What line is your dog? I know most GSDs fill out between 2-2.5 years, but the working lines don't fill out until about 3 years or longer.


----------



## Stosh (Jun 26, 2010)

What she said- two or three years. Don't hurry it along- think lean and mean and let it happen naturally.


----------



## Lucy Dog (Aug 10, 2008)

Do you feed anything other than those 2.5 cups of orijen per day? How much exercise is he getting? And when you say he's had a battery of test... what was he tested for and why?

And agreed with what everyone else said about when you can expect them to fill out.


----------



## KZoppa (Aug 14, 2010)

2-3 years. Keep in mind larger dogs dont finish growing and filling out as quickly as little yip yaps. They have a lot more work to do so it takes longer. Riley (mixed) didnt stop growing and filling out until after he was 4 years old. BUT he was also fixed when he was 6 months old per adoption requirements so i think thats why it took him longer to fill out and be noticably finished doing so.


----------



## robk (Jun 16, 2011)

Lean is healthy in my opinion. I had a girl that looked like a 10 month old puppy until she was three years old. She lived till 13 with No health problems until the end.


----------



## sharkey19 (Sep 25, 2011)

Dax is 16 months and he has just started filling out. He's also really tall which makes him look even lankier.


----------



## Barb E (Jun 6, 2004)

Dante didn't really look like a grown up until he was 3 (neutered at 14 months).

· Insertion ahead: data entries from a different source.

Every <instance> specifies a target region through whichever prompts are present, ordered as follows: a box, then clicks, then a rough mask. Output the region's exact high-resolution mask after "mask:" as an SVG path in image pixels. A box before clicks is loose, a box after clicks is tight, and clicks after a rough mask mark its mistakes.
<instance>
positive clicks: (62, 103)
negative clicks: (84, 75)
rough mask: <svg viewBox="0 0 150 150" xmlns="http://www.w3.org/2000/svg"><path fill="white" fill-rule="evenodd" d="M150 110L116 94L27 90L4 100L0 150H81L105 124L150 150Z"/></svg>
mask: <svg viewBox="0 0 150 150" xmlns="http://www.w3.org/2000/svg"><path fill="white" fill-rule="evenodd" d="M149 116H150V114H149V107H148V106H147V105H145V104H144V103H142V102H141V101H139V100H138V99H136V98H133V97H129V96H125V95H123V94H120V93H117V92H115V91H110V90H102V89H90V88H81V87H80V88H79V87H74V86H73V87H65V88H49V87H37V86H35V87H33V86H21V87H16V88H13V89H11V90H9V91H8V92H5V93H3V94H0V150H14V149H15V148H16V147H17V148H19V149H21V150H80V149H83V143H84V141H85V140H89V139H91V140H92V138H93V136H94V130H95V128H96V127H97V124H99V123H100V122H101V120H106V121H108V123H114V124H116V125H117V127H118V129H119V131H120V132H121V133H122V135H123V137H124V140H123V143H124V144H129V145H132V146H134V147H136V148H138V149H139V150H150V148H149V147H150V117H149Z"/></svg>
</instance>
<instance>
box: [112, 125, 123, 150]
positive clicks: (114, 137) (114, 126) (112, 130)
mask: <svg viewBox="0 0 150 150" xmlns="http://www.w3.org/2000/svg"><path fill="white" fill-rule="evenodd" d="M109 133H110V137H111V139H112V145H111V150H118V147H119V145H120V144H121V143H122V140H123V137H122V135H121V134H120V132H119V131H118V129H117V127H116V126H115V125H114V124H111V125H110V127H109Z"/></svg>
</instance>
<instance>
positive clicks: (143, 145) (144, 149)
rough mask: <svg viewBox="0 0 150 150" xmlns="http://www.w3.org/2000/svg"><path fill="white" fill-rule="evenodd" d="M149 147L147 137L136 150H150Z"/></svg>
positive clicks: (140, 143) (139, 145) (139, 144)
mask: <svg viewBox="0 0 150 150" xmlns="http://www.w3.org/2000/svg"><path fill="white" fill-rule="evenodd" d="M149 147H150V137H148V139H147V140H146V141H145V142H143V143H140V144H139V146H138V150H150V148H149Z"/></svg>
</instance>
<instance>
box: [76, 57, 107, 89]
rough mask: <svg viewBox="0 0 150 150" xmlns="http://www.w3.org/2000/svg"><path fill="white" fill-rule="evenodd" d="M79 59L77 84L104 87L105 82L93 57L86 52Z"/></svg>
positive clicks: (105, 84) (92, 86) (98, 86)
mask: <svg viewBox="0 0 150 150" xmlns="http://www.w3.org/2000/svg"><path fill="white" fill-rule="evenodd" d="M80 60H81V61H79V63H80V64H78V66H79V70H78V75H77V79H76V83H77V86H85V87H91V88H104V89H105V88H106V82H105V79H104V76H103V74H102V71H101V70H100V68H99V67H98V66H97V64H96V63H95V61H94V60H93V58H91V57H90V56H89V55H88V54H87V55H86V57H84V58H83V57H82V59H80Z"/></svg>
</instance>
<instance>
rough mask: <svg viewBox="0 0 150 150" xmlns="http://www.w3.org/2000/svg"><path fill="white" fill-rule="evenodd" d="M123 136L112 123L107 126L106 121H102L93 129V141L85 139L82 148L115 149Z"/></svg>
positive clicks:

He's WGSL with a some working lines thrown in the mix

Franz von Knoefler - German Shepherd Dog


----------



## elisabeth_00117 (May 17, 2009)

Stark is 2.5 years old (and raw fed) and intact and has really started filling out these past 6 months or so. I still think he is getting wider (chest) every day though! His sire wasn't completely done until he was about 3-4 so, I know he still could a bit more too.


----------



## KZoppa (Aug 14, 2010)

Shasta is 1.5 and she still looks like she's 9-10 months old. She's not spayed yet either.


----------



## Kathlena (Dec 23, 2012)

*I'm not quite sure.*

My male German Shepherd Gunner just turned 19 months old today, and he's still not very big. He only weighs 73lbs (33kg) though. Here's a photo of him, he might be filling-in a bit, he's still intact all the same. Here's a photo on what he looks like..


----------



## Emoore (Oct 9, 2002)

11 months is prime lanky age for these dogs. Think of them as 15 or 16 year old kids. They don't start to fill out until 2-3 years old.


----------